Официант усадил Хоффмана между парижским адвокатом Франсуа де Гомбар-Тоннелем и Этьеном Мюсаром. Рядом с Квери сидели другие клиенты — Эльмира Гюльжан и Кларисса Мюсар. Китайцы устроились на другом конце стола; американские банкиры Клейн и Эстербрук — на противоположной стороне. Между ними оказались Херсхаймер, Моулд, Лукашински, адвокаты и советники. Последние находились в отличном настроении — все они получали высокую почасовую оплату, а сейчас еще и наслаждались превосходной бесплатной трапезой. Тяжелые льняные салфетки расправили и разложили на коленях Хоффмана. Сомелье предложил ему белое и красное вино на выбор — «Луи Жадо Монтраше Гран Крю» 2006 года или «Латур» 1995 года. Он отказался и выбрал воду.

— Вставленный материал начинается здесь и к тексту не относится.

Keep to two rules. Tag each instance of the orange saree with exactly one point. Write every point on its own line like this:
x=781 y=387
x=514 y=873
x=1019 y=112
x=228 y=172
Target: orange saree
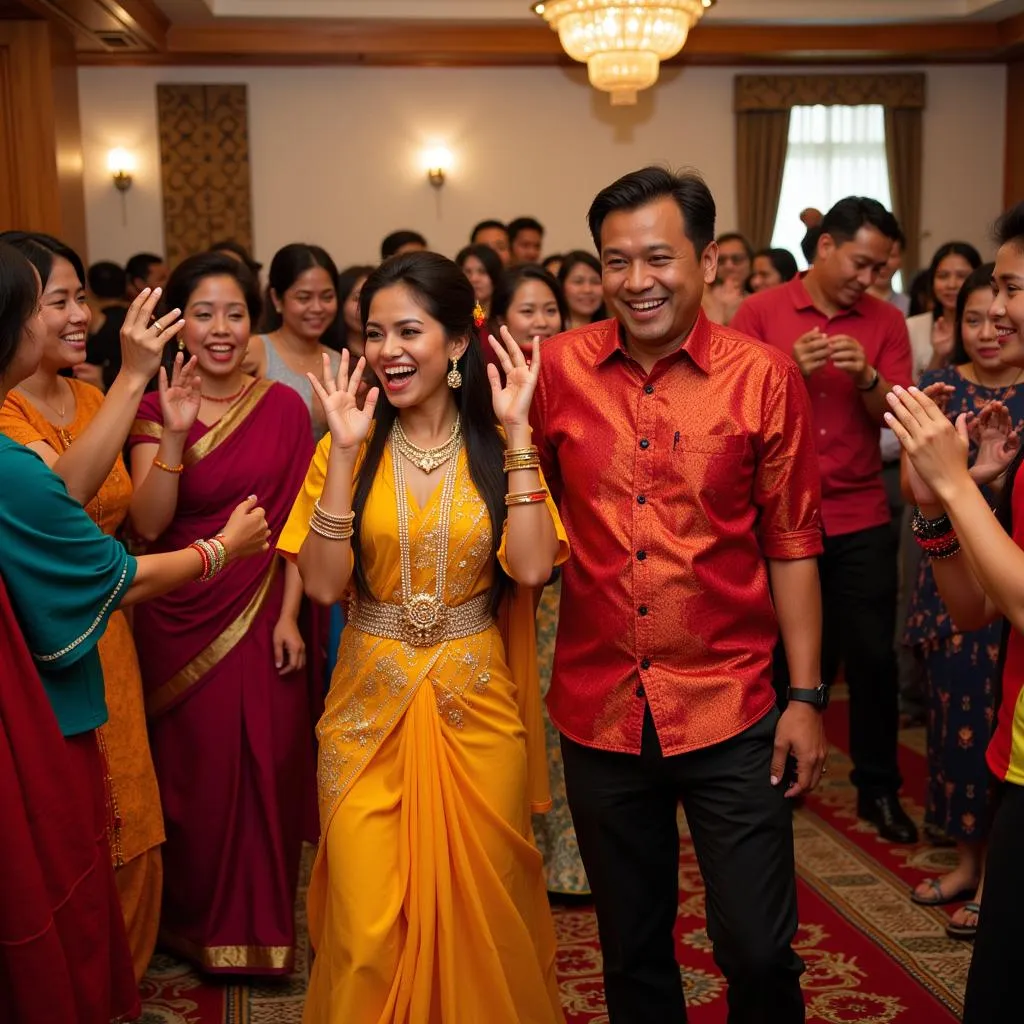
x=136 y=824
x=427 y=902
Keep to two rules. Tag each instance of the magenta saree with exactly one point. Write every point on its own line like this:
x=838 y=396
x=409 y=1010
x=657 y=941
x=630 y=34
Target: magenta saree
x=231 y=739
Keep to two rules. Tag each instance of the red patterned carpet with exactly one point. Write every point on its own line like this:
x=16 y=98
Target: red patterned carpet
x=872 y=956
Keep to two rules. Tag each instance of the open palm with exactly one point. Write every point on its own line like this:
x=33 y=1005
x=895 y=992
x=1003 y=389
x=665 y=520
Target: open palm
x=348 y=424
x=179 y=397
x=513 y=400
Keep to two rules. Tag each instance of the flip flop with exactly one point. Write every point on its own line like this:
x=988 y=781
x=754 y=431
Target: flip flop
x=938 y=898
x=966 y=932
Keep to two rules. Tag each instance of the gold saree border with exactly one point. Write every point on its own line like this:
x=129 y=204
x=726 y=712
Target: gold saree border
x=231 y=957
x=214 y=653
x=227 y=424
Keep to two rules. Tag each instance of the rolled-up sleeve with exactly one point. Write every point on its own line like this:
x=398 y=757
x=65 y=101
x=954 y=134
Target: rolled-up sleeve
x=786 y=484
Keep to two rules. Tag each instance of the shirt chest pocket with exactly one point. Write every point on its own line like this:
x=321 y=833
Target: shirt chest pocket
x=716 y=468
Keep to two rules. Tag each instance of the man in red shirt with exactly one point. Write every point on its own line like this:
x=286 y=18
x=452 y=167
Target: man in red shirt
x=851 y=348
x=682 y=458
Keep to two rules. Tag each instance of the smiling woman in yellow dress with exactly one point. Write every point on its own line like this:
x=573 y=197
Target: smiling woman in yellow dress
x=427 y=901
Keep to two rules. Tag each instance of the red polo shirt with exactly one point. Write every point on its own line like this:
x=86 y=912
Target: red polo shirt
x=853 y=496
x=674 y=487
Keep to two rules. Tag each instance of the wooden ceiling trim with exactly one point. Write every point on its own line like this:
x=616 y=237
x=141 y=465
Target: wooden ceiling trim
x=433 y=44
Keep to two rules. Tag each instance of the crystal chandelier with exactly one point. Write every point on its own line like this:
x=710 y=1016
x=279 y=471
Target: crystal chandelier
x=622 y=42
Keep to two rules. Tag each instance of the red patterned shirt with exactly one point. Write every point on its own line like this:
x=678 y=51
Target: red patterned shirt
x=674 y=487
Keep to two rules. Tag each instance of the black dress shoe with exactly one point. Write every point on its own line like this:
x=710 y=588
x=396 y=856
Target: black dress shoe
x=886 y=814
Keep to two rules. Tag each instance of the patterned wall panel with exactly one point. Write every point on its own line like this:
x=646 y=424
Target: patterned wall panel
x=204 y=155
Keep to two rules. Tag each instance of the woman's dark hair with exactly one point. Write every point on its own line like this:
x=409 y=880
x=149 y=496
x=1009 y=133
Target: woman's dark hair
x=492 y=263
x=192 y=270
x=347 y=280
x=963 y=249
x=18 y=295
x=569 y=262
x=980 y=279
x=41 y=250
x=286 y=267
x=641 y=187
x=1010 y=227
x=922 y=300
x=443 y=291
x=511 y=281
x=782 y=260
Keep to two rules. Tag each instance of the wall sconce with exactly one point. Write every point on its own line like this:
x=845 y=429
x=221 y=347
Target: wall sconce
x=437 y=161
x=121 y=164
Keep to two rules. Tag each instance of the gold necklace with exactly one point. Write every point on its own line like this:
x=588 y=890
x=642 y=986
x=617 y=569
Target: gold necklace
x=425 y=613
x=427 y=459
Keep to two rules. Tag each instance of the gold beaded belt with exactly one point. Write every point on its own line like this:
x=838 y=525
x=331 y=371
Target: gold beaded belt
x=423 y=621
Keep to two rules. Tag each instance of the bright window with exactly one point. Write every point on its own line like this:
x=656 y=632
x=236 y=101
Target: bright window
x=833 y=152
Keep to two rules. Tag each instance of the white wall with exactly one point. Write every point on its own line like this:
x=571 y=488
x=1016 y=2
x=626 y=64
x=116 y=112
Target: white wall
x=336 y=152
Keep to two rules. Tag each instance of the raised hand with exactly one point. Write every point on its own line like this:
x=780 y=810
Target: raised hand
x=512 y=401
x=179 y=397
x=247 y=531
x=935 y=446
x=348 y=424
x=141 y=342
x=940 y=393
x=811 y=351
x=992 y=430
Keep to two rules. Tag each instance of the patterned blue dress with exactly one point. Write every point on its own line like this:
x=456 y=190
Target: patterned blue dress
x=961 y=667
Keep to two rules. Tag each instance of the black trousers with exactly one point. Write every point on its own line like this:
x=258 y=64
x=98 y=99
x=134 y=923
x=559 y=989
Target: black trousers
x=858 y=597
x=624 y=810
x=995 y=982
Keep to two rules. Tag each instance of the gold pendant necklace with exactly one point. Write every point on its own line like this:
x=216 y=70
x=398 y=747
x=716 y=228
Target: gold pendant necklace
x=425 y=613
x=427 y=459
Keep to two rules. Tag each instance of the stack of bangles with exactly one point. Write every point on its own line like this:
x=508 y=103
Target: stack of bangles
x=523 y=459
x=935 y=537
x=214 y=556
x=330 y=526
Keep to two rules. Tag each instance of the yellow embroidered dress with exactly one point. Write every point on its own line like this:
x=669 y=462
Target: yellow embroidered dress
x=427 y=902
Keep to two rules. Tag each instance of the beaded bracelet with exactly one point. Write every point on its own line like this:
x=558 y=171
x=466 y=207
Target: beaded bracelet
x=525 y=498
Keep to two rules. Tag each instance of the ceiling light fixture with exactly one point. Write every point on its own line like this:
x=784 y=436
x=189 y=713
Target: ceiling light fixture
x=622 y=42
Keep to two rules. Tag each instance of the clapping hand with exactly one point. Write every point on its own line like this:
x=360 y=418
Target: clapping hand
x=348 y=424
x=141 y=342
x=180 y=397
x=992 y=430
x=512 y=401
x=937 y=450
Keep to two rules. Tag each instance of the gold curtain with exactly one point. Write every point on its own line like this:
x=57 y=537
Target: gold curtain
x=761 y=142
x=763 y=103
x=903 y=150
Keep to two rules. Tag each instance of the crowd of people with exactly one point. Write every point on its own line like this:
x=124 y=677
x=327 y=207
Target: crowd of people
x=471 y=571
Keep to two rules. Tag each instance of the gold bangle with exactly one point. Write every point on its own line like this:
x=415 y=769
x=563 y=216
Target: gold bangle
x=526 y=458
x=525 y=498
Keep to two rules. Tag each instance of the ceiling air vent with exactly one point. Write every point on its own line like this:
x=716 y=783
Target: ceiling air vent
x=116 y=40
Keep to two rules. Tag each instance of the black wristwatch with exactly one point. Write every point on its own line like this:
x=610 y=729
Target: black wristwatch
x=818 y=696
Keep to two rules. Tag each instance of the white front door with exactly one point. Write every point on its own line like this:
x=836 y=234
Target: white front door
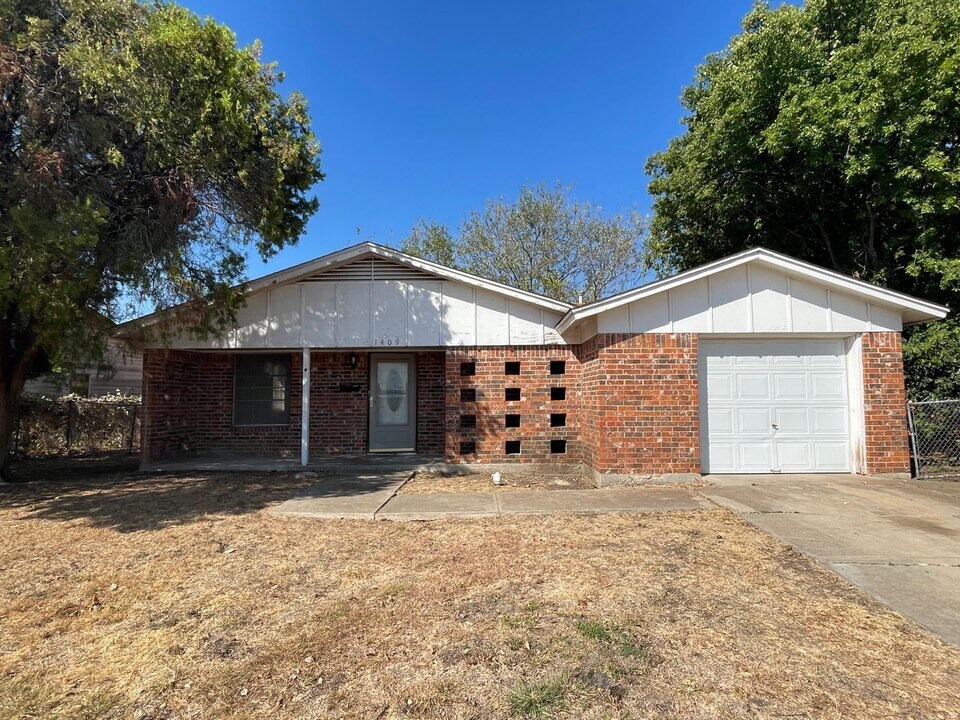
x=774 y=406
x=393 y=403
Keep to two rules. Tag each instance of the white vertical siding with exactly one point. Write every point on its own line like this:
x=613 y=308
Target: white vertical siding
x=749 y=299
x=383 y=313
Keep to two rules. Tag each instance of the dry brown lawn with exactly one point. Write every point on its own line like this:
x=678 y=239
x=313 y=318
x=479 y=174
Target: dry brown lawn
x=128 y=596
x=520 y=478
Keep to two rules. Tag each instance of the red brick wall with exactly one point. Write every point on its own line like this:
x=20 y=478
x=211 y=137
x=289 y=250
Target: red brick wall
x=884 y=404
x=534 y=407
x=431 y=402
x=339 y=402
x=189 y=400
x=631 y=404
x=168 y=412
x=189 y=408
x=640 y=403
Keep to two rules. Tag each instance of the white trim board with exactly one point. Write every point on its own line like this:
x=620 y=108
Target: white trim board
x=911 y=309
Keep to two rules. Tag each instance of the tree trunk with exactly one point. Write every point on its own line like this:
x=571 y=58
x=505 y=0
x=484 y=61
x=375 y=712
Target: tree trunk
x=15 y=362
x=8 y=414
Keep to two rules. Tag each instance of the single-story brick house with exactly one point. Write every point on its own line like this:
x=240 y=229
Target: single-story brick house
x=754 y=363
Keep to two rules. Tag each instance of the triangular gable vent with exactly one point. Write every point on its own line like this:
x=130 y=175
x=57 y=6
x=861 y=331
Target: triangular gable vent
x=371 y=268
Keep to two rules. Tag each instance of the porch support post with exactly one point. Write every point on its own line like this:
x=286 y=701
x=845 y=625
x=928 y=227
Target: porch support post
x=305 y=409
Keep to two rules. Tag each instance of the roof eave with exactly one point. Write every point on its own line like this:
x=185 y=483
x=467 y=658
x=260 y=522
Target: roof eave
x=913 y=309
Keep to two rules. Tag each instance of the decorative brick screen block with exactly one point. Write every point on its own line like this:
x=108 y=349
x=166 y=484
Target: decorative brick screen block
x=884 y=404
x=640 y=409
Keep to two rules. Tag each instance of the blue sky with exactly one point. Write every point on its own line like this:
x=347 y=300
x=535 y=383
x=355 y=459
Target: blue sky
x=427 y=109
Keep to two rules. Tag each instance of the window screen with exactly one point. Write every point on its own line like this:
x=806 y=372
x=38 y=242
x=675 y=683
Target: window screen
x=262 y=391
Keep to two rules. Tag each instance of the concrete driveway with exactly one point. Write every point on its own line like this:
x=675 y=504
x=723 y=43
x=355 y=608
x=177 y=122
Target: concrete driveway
x=897 y=540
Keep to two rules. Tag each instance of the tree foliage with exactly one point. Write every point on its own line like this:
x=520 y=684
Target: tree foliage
x=545 y=242
x=141 y=152
x=830 y=132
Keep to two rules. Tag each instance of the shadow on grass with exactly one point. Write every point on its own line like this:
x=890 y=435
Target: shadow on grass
x=109 y=492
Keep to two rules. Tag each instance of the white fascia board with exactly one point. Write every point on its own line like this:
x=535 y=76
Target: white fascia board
x=913 y=309
x=342 y=257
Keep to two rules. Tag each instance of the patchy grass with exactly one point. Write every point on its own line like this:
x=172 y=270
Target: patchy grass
x=513 y=479
x=162 y=596
x=536 y=699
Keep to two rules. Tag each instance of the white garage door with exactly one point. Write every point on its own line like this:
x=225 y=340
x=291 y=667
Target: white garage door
x=774 y=406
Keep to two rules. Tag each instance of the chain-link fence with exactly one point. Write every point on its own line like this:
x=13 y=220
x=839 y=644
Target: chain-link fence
x=935 y=437
x=62 y=426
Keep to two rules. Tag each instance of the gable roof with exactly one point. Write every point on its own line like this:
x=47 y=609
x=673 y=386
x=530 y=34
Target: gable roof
x=314 y=269
x=912 y=309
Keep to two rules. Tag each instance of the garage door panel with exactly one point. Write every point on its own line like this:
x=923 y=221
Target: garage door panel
x=754 y=421
x=831 y=457
x=720 y=421
x=794 y=456
x=754 y=456
x=752 y=386
x=749 y=360
x=723 y=457
x=792 y=420
x=775 y=405
x=829 y=421
x=828 y=386
x=720 y=386
x=790 y=386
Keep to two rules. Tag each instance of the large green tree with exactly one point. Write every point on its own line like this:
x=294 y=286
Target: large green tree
x=141 y=153
x=830 y=132
x=544 y=242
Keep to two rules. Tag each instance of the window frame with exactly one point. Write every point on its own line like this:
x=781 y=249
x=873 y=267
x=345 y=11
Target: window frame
x=288 y=383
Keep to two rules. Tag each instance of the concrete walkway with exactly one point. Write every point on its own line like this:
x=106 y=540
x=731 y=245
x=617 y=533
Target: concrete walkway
x=372 y=496
x=899 y=540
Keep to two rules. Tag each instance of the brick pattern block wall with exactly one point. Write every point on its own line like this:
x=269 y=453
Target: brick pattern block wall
x=489 y=432
x=630 y=405
x=189 y=397
x=884 y=404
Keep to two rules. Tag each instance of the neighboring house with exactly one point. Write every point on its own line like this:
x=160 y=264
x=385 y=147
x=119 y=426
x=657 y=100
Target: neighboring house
x=755 y=363
x=126 y=378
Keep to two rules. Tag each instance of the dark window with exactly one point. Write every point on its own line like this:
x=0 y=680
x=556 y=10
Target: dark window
x=262 y=390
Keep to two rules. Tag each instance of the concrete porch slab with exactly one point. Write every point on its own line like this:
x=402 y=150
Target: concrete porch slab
x=408 y=462
x=345 y=496
x=433 y=506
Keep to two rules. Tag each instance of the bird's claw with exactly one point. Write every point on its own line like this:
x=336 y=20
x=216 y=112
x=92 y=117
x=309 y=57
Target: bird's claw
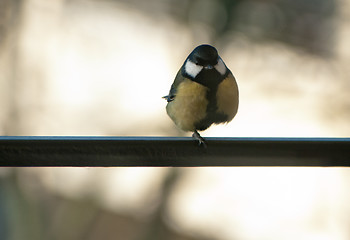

— Мы только что обсуждали ставки налогов, Алекс, — сказал де Гомбар-Тоннель, длинными пальцами отломил крошечный кусочек хлеба и отправил его в рот. — Мы говорили о том, что Европа, как нам кажется, движется в том направлении, которое выбрал прежний Советский Союз. Во Франции сорок процентов, в Германии — сорок пять, в Испании — сорок семь, в Великобритании — пятьдесят…
— Пятьдесят процентов, — вмешался Квери. — Поймите меня правильно, я такой же патриот, как любой из вас, но хочу ли я становиться равноправным партнером с правительством Ее Величества? Думаю, нет.
— Демократии больше нет, — сказала Эльмира Гюльжан. — Государство, как никогда прежде, все контролирует. Наши свободы исчезают, и никому нет до этого дела. Вот что меня так огорчает в нашем столетии.
— …даже в Женеве налоги составляют сорок четыре процента, — продолжал гнуть свою линию де Гомбар-Тоннель.
— Только не говорите, что ваши парни платят сорок четыре процента, — сказал Иен Моулд.
Квери улыбнулся, словно вопрос задал ребенок.
— Теоретически мы должны платить сорок четыре процента. Но если ваш доход состоит из дивидендов, а бизнес зарегистрирован за границей, то четыре пятых ваших денег освобождаются от налогов. Таким образом, вы платите сорок четыре процента от одной пятой. Отсюда смехотворные налоги в восемь и восемь десятых процента. Не так ли, Амшель?
Херсхаймер, который официально жил в Церматте, но благодаря чудесам телепортации постоянно находился в Гернси, [43]согласился с ним.
— Восемь и восемь десятых, — с несчастным видом повторил Моулд. — Хорошо для вас.
— Я хочу жить в Женеве, — заявил Эстербрук.
— Да, но попытайтесь объяснить это дяде Сэму, — мрачно заметил Клейн. — Налоговое управление США найдет вас на краю земли, если у вас американский паспорт. А вы когда-нибудь пытались избавиться от американского гражданства? Это невозможно. С тем же успехом можно быть советским евреем, который пытался уехать в Израиль в семидесятые годы.
— Нет свободы, — повторила Эльмира Гюльжан, — как я уже говорила. Государство заберет у нас все, а если мы осмелимся протестовать, нас арестуют за то, что мы ведем себя недостаточно политкорректно.
Хоффман смотрел на скатерть, позволяя дискуссии проходить без его участия. Теперь он вспомнил, почему не любил богатых: они склонны себя жалеть. Постоянно говорить о гонениях, когда другие беседуют о спорте и погоде. Он их презирал.
— Я вас презираю, — сказал он, но никто не обратил на его слова внимания, настолько все были погружены в обсуждение неправомерности высоких налогов и свойственной всем наемным работникам склонности к преступности.
«Быть может, я стал одним из них, — подумал Александр. — Вот почему у меня появилась паранойя?»
Он посмотрел на свои лежащие на столе ладони, потом на их тыльные стороны, словно рассчитывал увидеть выросший мех.
В этот момент распахнулись двери, и вошли восемь официантов во фраках, с тарелками, накрытыми серебряными куполообразными крышками. Каждый остановился у соответствующей пары гостей, поставил тарелки перед ними, затем все положили руки, затянутые в белые перчатки на крышки, и по сигналу метрдотеля одновременно их подняли. Главным блюдом была телятина со сморчками и аспарагусом — для всех, кроме Эльмиры Гюльжан, выбравшей жаренную на рашпере рыбу, и Этьена Мюсара, который предпочел гамбургер и чипсы.